The result: YaRN can extend a model's context length by 4-16x with only around 400 steps of fine-tuning (compared to the millions of steps in the original pretraining). Many open-source long-context models use YaRN or closely related variants. LLaMA 3's context extension, for example, uses a technique in the same family — different per-dimension treatment of RoPE frequencies combined with a modest amount of continued training.
Comparing Position Encodings
The table below summarises the position encoding methods we have covered. The field has largely converged on RoPE plus some form of frequency scaling for most production LLMs. ALiBi remains an interesting alternative with zero learned parameters, but adoption has slowed. Sinusoidal embeddings are considered legacy for decoder-only models, though they are still used in some encoder architectures.
import json, js
rows = [
["Sinusoidal (Vaswani 2017)", "0", "Absolute", "Poor", "Original Transformer", "Fixed sin/cos added to embeddings"],
["Learned Absolute", "L * d", "Absolute", "None", "GPT-2, BERT", "Lookup table per position"],
["RoPE (Su 2021)", "0", "Relative (via rotation)", "Poor without scaling", "LLaMA, Mistral, Qwen, Gemma", "Rotates Q,K in 2D subspaces"],
["ALiBi (Press 2022)", "0", "Relative (via bias)", "Good (native)", "BLOOM, MPT", "Linear penalty on distance"],
["RoPE + Linear Scaling", "0", "Relative", "Moderate", "Code Llama", "Divide positions by scale factor"],
["RoPE + NTK-aware", "0", "Relative", "Good", "Various open-source", "Scale the base frequency"],
["RoPE + YaRN (Peng 2023)", "0 + temp", "Relative", "Excellent", "Many long-context models", "Per-band scaling + temperature"],
]
js.window.py_table_data = json.dumps({
"headers": ["Method", "Learned Params", "Type", "Extrapolation", "Used By", "Key Idea"],
"rows": rows
})
print("The trend is clear: the field moved from absolute to relative encodings,")
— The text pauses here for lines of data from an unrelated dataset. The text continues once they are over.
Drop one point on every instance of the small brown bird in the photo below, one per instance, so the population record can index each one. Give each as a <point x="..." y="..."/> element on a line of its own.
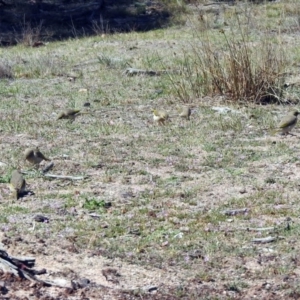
<point x="184" y="112"/>
<point x="160" y="116"/>
<point x="18" y="183"/>
<point x="34" y="156"/>
<point x="287" y="123"/>
<point x="70" y="114"/>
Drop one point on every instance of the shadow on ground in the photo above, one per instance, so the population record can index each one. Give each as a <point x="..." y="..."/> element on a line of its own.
<point x="32" y="21"/>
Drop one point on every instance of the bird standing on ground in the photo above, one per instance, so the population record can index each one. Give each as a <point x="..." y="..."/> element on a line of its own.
<point x="184" y="112"/>
<point x="34" y="156"/>
<point x="160" y="116"/>
<point x="18" y="183"/>
<point x="70" y="114"/>
<point x="288" y="123"/>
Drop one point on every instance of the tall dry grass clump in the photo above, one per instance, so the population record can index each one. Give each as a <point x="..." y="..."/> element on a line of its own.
<point x="234" y="64"/>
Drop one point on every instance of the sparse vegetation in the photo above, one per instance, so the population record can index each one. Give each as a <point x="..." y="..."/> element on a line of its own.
<point x="154" y="197"/>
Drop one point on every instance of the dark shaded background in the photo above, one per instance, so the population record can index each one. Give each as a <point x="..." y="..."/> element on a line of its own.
<point x="48" y="20"/>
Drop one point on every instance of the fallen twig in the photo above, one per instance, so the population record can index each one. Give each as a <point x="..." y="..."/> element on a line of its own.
<point x="133" y="71"/>
<point x="268" y="239"/>
<point x="258" y="229"/>
<point x="65" y="177"/>
<point x="233" y="212"/>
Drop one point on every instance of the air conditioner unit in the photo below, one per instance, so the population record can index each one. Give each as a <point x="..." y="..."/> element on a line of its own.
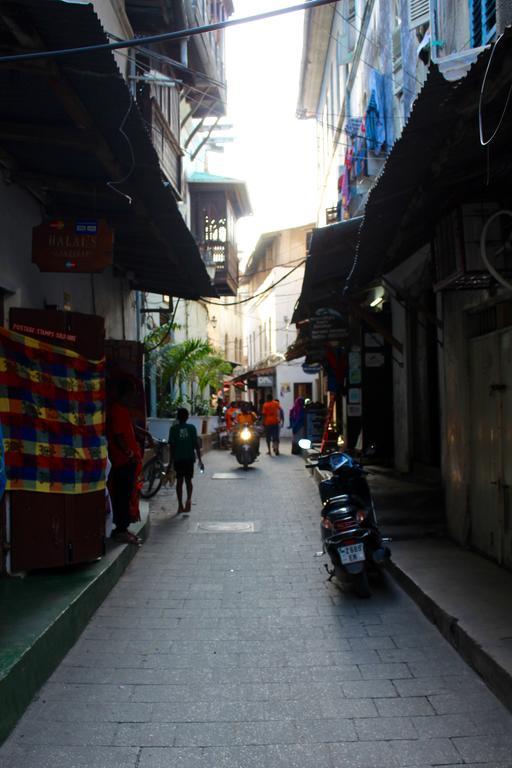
<point x="419" y="13"/>
<point x="456" y="248"/>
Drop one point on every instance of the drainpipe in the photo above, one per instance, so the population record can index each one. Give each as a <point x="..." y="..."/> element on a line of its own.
<point x="503" y="15"/>
<point x="184" y="51"/>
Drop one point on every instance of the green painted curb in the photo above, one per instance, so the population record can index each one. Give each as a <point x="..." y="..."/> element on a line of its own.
<point x="25" y="669"/>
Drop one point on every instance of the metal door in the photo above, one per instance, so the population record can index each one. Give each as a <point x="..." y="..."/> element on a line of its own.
<point x="491" y="455"/>
<point x="506" y="433"/>
<point x="486" y="446"/>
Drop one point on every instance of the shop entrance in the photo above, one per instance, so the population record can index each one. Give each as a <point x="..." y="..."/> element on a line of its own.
<point x="303" y="389"/>
<point x="491" y="449"/>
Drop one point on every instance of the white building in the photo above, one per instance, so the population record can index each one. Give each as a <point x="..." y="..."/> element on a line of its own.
<point x="273" y="278"/>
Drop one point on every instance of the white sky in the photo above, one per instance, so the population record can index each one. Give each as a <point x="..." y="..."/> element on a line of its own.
<point x="273" y="151"/>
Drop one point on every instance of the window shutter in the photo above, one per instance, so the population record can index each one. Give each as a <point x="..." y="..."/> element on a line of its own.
<point x="419" y="13"/>
<point x="483" y="21"/>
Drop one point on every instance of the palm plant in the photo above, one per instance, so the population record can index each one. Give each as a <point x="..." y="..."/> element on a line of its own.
<point x="181" y="365"/>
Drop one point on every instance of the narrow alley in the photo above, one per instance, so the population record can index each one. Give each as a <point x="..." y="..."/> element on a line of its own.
<point x="230" y="649"/>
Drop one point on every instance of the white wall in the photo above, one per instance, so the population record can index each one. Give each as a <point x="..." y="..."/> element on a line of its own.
<point x="113" y="18"/>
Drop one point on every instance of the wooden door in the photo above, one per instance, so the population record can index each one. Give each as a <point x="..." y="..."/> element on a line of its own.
<point x="505" y="487"/>
<point x="485" y="463"/>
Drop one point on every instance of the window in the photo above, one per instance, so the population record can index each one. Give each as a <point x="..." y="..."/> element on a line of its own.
<point x="483" y="21"/>
<point x="419" y="13"/>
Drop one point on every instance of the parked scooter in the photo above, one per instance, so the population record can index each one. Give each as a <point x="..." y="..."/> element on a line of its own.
<point x="246" y="444"/>
<point x="350" y="534"/>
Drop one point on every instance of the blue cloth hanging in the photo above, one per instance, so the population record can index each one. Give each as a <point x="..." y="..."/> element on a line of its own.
<point x="375" y="114"/>
<point x="2" y="464"/>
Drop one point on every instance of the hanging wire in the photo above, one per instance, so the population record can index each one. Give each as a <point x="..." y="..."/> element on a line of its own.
<point x="483" y="141"/>
<point x="114" y="184"/>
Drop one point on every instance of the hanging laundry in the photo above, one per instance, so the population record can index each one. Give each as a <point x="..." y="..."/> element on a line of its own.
<point x="375" y="114"/>
<point x="353" y="126"/>
<point x="360" y="155"/>
<point x="2" y="464"/>
<point x="52" y="409"/>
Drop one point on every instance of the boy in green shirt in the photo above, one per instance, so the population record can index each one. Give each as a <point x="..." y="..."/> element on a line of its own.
<point x="183" y="446"/>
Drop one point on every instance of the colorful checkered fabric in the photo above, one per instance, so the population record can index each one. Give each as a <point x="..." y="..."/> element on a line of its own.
<point x="52" y="411"/>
print("and from fixed methods to ones that can be extended post-training.")
print("RoPE + scaling variants dominate modern LLMs.")
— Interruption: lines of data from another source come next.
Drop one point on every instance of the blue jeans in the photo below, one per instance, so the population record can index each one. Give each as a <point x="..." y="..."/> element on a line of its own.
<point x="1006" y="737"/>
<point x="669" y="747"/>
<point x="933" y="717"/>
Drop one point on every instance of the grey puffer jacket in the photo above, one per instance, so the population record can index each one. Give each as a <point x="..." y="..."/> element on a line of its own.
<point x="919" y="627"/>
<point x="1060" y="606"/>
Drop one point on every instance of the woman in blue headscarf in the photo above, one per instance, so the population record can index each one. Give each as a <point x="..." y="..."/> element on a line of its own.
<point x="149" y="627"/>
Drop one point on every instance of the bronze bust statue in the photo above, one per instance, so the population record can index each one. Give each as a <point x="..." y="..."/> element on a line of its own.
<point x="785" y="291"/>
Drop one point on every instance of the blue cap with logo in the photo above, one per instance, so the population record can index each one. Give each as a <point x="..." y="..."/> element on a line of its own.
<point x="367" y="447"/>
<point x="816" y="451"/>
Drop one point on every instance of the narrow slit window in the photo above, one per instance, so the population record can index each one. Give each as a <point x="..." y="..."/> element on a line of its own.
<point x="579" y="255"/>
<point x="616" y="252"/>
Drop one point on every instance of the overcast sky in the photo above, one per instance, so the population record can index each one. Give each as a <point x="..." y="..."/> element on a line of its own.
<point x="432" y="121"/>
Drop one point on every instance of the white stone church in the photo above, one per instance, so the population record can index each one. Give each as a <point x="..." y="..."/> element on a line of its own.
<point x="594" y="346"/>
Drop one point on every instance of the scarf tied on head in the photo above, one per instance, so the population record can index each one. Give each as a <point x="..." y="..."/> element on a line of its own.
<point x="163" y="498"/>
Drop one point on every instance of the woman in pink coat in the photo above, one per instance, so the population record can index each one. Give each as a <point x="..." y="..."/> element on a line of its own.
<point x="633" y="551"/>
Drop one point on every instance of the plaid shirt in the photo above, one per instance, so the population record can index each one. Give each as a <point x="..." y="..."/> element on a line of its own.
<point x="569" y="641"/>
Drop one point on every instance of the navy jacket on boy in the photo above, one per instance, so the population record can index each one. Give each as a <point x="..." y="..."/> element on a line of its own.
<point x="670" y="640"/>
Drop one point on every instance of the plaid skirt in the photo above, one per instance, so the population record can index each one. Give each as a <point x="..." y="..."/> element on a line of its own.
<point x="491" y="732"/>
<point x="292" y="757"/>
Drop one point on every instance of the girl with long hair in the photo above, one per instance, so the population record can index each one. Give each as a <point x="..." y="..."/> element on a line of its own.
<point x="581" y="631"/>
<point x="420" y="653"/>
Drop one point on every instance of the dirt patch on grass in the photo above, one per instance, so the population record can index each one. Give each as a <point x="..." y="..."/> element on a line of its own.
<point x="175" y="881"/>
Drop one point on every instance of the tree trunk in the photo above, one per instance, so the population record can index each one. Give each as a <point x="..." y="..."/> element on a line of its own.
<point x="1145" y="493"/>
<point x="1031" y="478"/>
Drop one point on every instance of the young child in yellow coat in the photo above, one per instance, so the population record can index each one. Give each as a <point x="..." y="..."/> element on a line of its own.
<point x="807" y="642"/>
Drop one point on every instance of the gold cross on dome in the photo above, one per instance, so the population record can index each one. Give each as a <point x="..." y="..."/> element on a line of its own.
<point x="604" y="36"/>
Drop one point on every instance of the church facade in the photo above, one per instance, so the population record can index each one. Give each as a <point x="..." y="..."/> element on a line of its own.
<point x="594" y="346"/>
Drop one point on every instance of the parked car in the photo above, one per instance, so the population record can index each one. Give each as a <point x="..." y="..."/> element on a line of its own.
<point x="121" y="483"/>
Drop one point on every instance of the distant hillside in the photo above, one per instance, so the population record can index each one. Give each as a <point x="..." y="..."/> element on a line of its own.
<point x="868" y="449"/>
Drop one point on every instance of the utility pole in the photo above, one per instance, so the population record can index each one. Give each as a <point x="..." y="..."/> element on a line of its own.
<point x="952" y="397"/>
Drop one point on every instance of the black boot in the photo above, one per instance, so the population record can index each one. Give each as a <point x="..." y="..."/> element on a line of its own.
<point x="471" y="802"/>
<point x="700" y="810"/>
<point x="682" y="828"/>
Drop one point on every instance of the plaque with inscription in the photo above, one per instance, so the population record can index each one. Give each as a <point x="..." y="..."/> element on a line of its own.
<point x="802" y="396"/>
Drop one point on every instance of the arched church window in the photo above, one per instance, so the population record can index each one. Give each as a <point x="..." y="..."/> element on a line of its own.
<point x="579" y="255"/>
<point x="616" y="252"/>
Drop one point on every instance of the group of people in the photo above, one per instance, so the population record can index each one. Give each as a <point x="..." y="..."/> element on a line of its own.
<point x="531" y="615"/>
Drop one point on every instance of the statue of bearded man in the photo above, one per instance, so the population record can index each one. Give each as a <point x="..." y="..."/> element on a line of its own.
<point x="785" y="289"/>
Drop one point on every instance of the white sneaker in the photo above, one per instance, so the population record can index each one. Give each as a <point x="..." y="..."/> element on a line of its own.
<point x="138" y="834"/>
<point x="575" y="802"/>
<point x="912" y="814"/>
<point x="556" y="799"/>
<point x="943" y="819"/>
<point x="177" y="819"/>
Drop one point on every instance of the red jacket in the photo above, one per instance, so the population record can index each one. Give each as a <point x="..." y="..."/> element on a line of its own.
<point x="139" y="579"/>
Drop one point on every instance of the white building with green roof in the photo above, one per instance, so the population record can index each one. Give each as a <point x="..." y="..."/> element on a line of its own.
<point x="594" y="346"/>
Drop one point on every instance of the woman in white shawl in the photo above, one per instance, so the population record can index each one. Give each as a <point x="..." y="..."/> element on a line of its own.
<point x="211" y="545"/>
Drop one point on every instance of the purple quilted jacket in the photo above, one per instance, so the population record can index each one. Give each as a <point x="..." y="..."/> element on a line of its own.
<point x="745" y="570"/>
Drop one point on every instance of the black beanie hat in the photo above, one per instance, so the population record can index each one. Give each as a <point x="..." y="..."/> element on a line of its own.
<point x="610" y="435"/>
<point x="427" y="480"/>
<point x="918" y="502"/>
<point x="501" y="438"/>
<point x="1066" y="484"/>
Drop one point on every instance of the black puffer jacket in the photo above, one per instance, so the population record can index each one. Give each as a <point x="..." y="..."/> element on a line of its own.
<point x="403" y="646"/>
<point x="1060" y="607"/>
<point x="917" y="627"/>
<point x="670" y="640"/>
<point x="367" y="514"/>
One pattern stands out: every successful method either encodes relative position (RoPE, ALiBi) or can be adapted to handle positions beyond training length (the scaling variants). Absolute encodings (sinusoidal, learned) are fundamentally limited because they tie each position to a fixed representation, making extrapolation impossible without modifications.
Quiz
Test your understanding of position encodings for long context.
Why does the dot product $\text{RoPE}(q, m)^\top \cdot \text{RoPE}(k, n)$ depend only on $m - n$ and not on $m$ and $n$ individually?
In ALiBi, what happens when the head-specific slope $m$ is very large?
What is the main advantage of NTK-aware scaling over simple linear scaling for extending RoPE?
In RoPE, dimension pair $i=0$ has $\theta_0 = 1$ (high frequency) and the last pair has $\theta \approx 0.0001$ (low frequency). What does this multi-scale design achieve?